# Data Exploration using Snowflake's Native Pandas -- Modin

This notebook will explore a dataset loaded into Snowflake, leveraging **Snowpark "Modin" Dataframes** to natively handle large datasets efficiently and directly within the Snowflake environment. This keeps all operations scalable and optimized for Snowflake's architecture while enabling distributed processing. We will also perform standard feature engineering tasks.

### Key Objectives:
- Inspect the dataset (schema, missing values, basic statistics)
- Explore numerical and categorical features
- Visualize a subset of the data

## 0 - Import Packages and Get Active Snowflake Session Object

In [None]:
# Import required libraries
import numpy as np

import snowflake.snowpark.functions as F
from snowflake.snowpark.context import get_active_session
import modin.pandas as spd  # Use Modin's Snowpark Pandas version
import snowflake.snowpark.modin.plugin  # Plugin to connect Modin with Snowflake

In [None]:
## Session Initialization
#   Snowflake Notebooks automatically manage sessions, so we don't need to set up the connection manually.
#   We'll retrieve the active session using 'get_active_session()'.
#   We are using an x-small warehouse for this demo.

session = get_active_session()

## 1 - Load Data Into Snowflake for Exploration


### 1.1 Load Data into Snowflake Pandas Dataframes

Loading Data into Snowflake using Snowflake Modin Pandas Plugin
In this notebook, we will use the **Snowflake Snowpark Modin Pandas plugin** to load large CSV files into Snowflake.

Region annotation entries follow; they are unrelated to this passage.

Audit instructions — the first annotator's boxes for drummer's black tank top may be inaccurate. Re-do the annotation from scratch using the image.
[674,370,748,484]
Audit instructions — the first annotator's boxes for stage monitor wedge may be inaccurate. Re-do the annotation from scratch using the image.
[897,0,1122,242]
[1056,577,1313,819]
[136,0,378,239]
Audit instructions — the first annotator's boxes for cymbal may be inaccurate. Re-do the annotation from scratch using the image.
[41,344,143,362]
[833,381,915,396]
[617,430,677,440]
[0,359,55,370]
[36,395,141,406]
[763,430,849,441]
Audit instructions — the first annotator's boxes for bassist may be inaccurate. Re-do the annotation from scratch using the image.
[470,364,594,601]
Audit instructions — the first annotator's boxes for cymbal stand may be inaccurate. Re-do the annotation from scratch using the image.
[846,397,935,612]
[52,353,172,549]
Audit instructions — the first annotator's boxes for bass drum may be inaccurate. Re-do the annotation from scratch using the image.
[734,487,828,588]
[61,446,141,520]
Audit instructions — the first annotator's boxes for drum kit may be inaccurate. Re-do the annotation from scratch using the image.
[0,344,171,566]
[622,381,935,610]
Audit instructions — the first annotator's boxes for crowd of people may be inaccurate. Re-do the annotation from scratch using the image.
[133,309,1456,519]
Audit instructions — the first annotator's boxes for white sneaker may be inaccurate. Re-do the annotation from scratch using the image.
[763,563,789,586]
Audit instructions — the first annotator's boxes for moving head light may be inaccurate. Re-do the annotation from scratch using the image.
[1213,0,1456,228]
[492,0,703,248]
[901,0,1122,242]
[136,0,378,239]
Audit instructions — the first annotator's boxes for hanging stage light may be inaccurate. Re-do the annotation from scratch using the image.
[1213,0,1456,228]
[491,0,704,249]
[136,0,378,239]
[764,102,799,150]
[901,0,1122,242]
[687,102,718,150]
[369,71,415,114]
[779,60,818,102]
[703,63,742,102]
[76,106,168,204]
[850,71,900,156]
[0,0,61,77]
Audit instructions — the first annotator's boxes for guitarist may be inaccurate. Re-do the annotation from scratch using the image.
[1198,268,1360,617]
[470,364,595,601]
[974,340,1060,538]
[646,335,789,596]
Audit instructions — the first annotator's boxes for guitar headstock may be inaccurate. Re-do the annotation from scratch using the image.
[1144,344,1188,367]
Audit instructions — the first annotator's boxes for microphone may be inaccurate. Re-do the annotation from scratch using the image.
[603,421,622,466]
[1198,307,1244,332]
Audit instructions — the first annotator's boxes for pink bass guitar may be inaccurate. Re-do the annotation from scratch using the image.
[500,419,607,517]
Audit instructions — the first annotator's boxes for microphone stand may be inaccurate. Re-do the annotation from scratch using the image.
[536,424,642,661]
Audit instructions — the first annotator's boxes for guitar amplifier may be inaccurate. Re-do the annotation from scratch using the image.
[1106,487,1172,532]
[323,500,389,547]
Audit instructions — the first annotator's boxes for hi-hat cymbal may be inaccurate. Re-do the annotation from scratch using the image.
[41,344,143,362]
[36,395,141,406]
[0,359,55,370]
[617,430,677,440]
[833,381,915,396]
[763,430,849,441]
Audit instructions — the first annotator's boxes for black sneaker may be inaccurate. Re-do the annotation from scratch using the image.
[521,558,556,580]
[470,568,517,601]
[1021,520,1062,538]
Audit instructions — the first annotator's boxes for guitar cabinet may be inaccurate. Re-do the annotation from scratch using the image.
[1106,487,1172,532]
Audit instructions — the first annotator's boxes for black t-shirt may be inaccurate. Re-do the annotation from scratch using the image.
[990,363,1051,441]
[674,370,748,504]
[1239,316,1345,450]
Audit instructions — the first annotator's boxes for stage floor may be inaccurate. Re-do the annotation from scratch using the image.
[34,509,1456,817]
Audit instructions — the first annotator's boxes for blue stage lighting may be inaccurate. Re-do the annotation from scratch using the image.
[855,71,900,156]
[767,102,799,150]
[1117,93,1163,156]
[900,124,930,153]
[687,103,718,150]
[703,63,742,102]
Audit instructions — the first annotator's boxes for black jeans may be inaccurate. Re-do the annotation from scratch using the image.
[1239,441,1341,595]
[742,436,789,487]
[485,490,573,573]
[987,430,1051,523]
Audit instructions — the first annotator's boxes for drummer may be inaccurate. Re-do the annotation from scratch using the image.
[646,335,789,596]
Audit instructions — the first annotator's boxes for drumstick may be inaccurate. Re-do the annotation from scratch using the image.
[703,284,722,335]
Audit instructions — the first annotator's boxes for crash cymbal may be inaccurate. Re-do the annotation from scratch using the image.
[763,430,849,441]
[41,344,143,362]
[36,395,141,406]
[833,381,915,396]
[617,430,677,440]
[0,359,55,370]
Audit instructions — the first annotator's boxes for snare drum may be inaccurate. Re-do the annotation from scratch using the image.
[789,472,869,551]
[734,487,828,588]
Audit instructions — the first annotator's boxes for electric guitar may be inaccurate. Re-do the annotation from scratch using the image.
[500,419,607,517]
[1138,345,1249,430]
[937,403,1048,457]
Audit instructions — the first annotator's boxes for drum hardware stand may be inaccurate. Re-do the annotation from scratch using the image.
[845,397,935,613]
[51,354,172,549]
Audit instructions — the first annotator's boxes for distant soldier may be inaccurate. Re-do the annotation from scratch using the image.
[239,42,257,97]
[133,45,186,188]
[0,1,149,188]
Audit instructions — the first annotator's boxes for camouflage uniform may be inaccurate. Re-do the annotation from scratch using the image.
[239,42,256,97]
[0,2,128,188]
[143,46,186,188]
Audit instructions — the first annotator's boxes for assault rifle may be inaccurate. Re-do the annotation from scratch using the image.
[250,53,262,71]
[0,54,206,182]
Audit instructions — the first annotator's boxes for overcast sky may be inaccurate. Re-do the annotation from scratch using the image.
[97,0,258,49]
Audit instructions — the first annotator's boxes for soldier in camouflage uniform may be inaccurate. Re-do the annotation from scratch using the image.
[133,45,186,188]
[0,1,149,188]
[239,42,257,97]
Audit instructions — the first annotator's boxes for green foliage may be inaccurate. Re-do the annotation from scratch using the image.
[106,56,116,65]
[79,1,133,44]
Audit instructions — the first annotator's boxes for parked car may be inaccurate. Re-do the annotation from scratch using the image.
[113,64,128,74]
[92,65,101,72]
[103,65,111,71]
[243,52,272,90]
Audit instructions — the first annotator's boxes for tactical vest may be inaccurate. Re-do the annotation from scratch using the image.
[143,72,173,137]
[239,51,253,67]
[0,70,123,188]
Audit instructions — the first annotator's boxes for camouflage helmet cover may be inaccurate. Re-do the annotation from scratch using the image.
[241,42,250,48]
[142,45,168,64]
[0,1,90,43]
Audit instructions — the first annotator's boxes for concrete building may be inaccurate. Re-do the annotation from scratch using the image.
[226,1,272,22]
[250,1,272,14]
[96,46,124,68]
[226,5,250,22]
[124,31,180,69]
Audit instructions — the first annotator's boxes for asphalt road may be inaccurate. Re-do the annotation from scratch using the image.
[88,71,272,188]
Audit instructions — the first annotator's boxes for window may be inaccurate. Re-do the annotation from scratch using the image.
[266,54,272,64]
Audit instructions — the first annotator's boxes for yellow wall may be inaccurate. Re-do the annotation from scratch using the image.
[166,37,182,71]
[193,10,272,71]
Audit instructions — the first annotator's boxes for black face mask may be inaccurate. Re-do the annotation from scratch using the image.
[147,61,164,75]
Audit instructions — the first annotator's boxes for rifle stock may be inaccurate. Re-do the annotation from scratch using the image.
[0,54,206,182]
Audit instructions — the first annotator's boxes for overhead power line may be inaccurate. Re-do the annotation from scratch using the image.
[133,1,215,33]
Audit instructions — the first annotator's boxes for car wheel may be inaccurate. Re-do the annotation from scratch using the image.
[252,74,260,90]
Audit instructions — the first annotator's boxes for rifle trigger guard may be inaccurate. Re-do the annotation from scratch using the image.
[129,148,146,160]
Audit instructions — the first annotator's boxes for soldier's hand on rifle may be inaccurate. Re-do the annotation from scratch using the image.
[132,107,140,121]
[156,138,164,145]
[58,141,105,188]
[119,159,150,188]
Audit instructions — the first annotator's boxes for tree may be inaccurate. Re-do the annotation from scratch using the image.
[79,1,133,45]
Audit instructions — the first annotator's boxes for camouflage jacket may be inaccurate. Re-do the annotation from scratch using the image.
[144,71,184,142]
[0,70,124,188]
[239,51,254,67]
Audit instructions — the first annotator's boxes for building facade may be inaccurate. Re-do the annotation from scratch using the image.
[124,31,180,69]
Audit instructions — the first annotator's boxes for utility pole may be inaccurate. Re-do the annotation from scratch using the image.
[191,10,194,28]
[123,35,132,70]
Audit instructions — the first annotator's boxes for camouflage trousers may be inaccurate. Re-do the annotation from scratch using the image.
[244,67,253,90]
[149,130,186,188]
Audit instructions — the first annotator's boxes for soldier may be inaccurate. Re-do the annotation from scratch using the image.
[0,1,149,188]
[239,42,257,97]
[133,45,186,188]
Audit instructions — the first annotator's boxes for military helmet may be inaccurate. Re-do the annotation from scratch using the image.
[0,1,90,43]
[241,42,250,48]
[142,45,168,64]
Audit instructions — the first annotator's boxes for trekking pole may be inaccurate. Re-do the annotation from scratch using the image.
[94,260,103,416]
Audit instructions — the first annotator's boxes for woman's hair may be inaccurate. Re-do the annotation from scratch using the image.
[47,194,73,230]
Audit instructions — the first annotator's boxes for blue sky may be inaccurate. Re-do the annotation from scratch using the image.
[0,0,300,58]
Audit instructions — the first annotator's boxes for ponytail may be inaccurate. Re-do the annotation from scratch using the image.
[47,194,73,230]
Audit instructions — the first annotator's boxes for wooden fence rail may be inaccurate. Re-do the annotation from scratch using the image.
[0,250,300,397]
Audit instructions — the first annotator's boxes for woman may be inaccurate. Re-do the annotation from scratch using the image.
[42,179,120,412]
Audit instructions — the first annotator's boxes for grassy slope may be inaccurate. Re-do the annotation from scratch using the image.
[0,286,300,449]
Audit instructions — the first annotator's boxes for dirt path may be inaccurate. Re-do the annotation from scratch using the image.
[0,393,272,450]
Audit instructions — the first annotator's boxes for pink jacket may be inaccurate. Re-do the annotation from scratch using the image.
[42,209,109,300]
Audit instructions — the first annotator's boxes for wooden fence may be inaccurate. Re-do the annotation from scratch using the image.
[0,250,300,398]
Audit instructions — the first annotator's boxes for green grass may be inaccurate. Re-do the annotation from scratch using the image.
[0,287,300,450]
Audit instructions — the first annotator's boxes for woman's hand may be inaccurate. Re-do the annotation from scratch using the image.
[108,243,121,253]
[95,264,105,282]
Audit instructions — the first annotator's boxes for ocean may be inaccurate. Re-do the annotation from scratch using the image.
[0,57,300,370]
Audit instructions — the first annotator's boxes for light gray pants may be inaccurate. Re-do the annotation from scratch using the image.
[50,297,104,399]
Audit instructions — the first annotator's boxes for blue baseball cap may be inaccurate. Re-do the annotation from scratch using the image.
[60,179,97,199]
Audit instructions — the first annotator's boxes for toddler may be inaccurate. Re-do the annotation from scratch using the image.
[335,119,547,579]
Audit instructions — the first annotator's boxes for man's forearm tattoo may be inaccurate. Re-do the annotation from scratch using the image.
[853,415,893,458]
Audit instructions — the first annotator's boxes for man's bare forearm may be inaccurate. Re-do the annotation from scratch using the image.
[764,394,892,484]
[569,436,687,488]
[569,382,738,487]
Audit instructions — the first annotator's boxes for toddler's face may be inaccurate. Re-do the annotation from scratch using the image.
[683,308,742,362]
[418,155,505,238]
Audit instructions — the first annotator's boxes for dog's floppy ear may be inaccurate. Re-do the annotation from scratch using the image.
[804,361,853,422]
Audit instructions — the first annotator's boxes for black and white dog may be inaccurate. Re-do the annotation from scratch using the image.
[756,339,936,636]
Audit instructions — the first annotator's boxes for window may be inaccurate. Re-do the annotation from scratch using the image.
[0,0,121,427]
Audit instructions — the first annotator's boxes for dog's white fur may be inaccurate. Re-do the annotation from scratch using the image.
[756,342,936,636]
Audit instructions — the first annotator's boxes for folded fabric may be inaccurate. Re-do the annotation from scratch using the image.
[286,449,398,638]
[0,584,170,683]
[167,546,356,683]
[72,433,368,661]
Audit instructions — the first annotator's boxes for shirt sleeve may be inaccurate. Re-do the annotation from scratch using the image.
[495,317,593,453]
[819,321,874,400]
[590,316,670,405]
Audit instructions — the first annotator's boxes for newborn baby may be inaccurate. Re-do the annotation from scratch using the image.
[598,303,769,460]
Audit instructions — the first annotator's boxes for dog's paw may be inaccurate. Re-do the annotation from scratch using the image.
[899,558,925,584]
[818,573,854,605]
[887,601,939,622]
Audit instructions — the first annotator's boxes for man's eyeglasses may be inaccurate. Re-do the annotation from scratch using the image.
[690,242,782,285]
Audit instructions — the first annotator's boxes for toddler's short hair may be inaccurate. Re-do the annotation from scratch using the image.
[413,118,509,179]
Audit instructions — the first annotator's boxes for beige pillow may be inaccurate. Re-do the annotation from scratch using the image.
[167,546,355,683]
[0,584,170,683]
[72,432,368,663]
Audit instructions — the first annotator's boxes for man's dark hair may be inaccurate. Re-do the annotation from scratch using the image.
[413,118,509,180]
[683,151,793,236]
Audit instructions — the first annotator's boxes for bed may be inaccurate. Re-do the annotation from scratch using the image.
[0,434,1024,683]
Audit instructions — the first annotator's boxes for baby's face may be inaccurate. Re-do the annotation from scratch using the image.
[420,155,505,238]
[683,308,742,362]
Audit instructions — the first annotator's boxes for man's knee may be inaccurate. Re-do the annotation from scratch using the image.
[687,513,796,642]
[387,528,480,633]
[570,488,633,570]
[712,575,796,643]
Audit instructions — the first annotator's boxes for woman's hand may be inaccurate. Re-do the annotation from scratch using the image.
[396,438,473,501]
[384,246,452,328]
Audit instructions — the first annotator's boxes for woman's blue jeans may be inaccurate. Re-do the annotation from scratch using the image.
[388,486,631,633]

This plugin allows efficient data loading and processing in parallel using Modin.

In [None]:
# Load the CSV files using Snowpark's Modin Pandas plugin
application_record_df = spd.read_csv('data/application_record.csv.zip')
credit_record_df = spd.read_csv('data/credit_record.csv.zip')

In [None]:
# Display the first few rows
application_record_df.describe()

In [None]:
# Display the last few rows
credit_record_df.describe()

### 1.2 Upload Data to Snowflake

Now that the data is loaded, we can upload it directly to Snowflake using the `write_pandas` method.
This creates the necessary tables and uploads the data to Snowflake.

In [None]:
# Upload the DataFrames to Snowflake tables
session.write_pandas(application_record_df, table_name='APPLICATION_RECORD', auto_create_table=True, overwrite=True)
session.write_pandas(credit_record_df, table_name='CREDIT_RECORD', auto_create_table=True, overwrite=True)

## 2 - Data Structure Exploration

We will begin with some basic transformations and analysis on 'application_record_df'.

### 2.1 - Basic Transformations

1. Convert age from days to years
2. Find average age per gender and income type.

In [None]:
# Convert DAYS_BIRTH to numeric (if needed)
application_record_df['DAYS_BIRTH'] = spd.to_numeric(application_record_df['DAYS_BIRTH'], errors='coerce')

# Now create the AGE column and ensure it's an integer
application_record_df['AGE'] = application_record_df['DAYS_BIRTH'].apply(lambda x: np.floor(abs(x) / 365)).astype(int)

# Display the first few rows to verify
print(application_record_df[['DAYS_BIRTH', 'AGE']].head())

### 2.2 - Data Exploration

1. Count Total Rows
2. Drop Duplicates
3. Get Summary Stats for Numerical Columns
4. Schema Exploration

In [None]:
## 1. Count Total Rows
# Count the number of rows in application_record_df
row_count = application_record_df.count()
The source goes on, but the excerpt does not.